Re: find "x" quantity newest files in a dir
by grinder (Bishop) on Jun 27, 2001 at 13:04 UTC
|
Use the file names as hash keys, and assign the age of the file to the hash value. Then sort the hash by value, and skip over the first ten. The rest you can blow away or otherwise do as you please. Something like this should get you started:
#! /usr/bin/perl -w
use strict;
my $directory = shift || '.';
opendir D, $directory or die "Cannot open directory $directory: $!\n";
my %age;
while( defined( my $file = readdir D )) {
next if $file eq '.' or $file eq '..';
my $canonical = "$directory/$file";
$age{$canonical} = (stat $canonical)[9];
}
closedir D;
my $count = 0;
foreach my $file ( sort {$age{$b} <=> $age{$a}} keys %age ) {
next if ++$count < 10;
print "$file (@{[scalar localtime $age{$file}]})\n";
# or unlink $file if you are feeling brave
}
update: Oops! I had the equality operator around the wrong way. As things stood, this code would have unlinked the ten most recent files and kept the rest! It's now around the right way. (Tip o' the hat to tomhukins). Also changed the code to reflect the sane comments of tachyon below.
-- g r i n d e r
| [reply] [Watch: Dir/Any] [d/l] |
|
Nice post grinder ++ A couple of problems with your code though. First you need to
specify the full path to the files for stat - outside of the ./ dir your code returns the dreaded 1970 date for everything.

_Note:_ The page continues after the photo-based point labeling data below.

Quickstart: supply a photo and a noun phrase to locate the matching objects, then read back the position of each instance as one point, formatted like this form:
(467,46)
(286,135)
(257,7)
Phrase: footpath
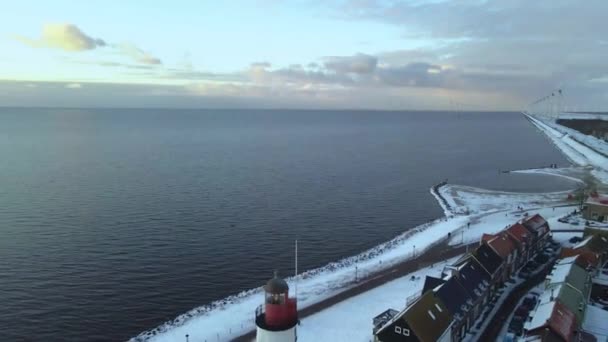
(437,253)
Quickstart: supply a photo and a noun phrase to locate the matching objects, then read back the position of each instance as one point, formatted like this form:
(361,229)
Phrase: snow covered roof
(598,200)
(488,258)
(585,258)
(519,232)
(502,245)
(584,242)
(560,273)
(566,261)
(541,316)
(556,316)
(595,322)
(428,317)
(453,295)
(535,223)
(567,271)
(472,276)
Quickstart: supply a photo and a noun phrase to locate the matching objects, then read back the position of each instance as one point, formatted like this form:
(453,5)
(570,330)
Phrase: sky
(308,54)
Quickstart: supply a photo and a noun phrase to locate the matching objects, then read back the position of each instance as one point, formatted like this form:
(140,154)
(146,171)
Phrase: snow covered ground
(358,311)
(470,212)
(233,316)
(569,142)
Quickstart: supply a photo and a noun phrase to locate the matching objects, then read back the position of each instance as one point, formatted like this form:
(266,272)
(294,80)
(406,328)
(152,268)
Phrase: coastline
(321,288)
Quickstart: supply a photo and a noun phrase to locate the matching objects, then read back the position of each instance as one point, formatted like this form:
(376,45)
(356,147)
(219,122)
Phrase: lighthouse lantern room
(276,320)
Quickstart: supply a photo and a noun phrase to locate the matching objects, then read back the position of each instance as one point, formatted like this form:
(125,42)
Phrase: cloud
(138,54)
(66,37)
(357,64)
(69,37)
(261,65)
(73,85)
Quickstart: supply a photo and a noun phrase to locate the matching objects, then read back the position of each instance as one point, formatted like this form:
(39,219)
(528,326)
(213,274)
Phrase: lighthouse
(276,319)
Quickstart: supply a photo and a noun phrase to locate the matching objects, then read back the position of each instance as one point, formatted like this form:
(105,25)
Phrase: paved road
(437,253)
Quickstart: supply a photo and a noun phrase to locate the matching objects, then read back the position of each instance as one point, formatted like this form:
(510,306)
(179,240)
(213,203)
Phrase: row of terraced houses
(573,305)
(450,306)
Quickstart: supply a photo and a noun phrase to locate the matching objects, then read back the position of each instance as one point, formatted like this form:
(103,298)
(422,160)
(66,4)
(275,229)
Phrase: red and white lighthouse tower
(277,318)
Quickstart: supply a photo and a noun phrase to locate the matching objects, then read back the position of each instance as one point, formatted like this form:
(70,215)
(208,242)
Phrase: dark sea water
(113,221)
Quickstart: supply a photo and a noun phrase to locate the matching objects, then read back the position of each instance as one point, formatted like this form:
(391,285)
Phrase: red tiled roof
(487,237)
(562,321)
(535,221)
(502,245)
(598,199)
(519,232)
(585,258)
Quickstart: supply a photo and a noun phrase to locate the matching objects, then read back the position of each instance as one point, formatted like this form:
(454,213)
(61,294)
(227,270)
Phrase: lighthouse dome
(276,285)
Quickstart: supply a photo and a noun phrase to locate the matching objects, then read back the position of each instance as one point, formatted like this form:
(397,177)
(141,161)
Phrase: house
(586,259)
(551,322)
(476,281)
(491,263)
(595,322)
(539,227)
(570,284)
(504,247)
(459,304)
(562,307)
(426,320)
(523,239)
(380,320)
(596,208)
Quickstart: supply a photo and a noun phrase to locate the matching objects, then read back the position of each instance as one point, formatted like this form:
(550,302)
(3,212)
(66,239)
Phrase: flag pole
(296,275)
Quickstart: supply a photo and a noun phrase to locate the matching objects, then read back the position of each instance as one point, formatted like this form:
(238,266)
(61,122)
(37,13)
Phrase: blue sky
(303,54)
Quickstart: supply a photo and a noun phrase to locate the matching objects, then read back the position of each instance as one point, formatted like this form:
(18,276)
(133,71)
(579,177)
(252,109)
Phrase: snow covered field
(569,142)
(358,311)
(488,211)
(469,211)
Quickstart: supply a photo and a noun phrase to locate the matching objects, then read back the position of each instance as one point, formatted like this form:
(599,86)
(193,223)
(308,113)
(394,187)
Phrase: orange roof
(519,233)
(487,237)
(502,245)
(562,321)
(585,258)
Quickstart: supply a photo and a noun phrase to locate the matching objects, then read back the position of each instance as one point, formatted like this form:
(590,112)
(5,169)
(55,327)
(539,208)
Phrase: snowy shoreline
(486,210)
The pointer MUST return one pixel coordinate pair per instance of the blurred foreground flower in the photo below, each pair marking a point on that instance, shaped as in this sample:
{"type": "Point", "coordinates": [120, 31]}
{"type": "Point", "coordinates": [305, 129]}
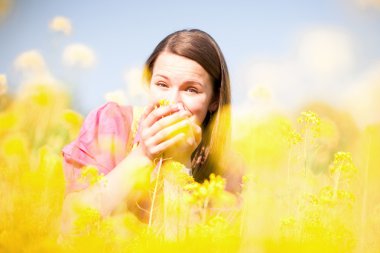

Second you use $count = 0; next if $count++ > 10 which saves the first 11 files as $count is 0 to start (File 1), 10 at file 11 (still not > 10)
and 11 at file 12. You need either >=10 or ++$count. No doubt this relates to the reversal of the inequality.
I have supplied some reassuring test code below which lists the files with date and shows what will get unlinked. You also need the full path for
the unlink.
cheers
tachyon
use strict;
my $directory = 'c:/windows';
opendir D, $directory or die "Cannot open directory $directory: $!\n";
my %age;
while( my $file = readdir D ) {
next if $file eq '.' or $file eq '..';
$age{"$directory/$file"} = (stat "$directory/$file")[9];
}
closedir D;
my $count = 0;
foreach my $file ( sort {$age{$b} <=> $age{$a}} keys %age ) {
if ($count++ < 10) {
print "Newest: $file (@{[scalar localtime $age{$file}]})\n";
}
else {
print "For Delete: $file (@{[scalar localtime $age{$file}]})\n
+";
# unlink $file; # uncomment at your own risk!
}
}
| [reply] [Watch: Dir/Any] [d/l] |
Re: find "x" quantity newest files in a dir
by Aighearach (Initiate) on Jun 27, 2001 at 13:39 UTC
|
perl -e '@sorted = sort { -M $a <=> -M $b } </path/*>; unlink foreach
+@sorted[10..$#sorted]'
-- Snazzy tagline here
| [reply] [Watch: Dir/Any] [d/l] |
|
| [reply] [Watch: Dir/Any] |
|
unlink accepts a list, so you might say:
unlink @sorted[10..$#sorted] if @sorted > 10;
| [reply] [Watch: Dir/Any] [d/l] |
Re: find "x" quantity newest files in a dir
by clemburg (Curate) on Jun 27, 2001 at 14:24 UTC
|
I found this to be an interesting exercise in Date::Pcalc
(this is the Perl only version of Date::Calc).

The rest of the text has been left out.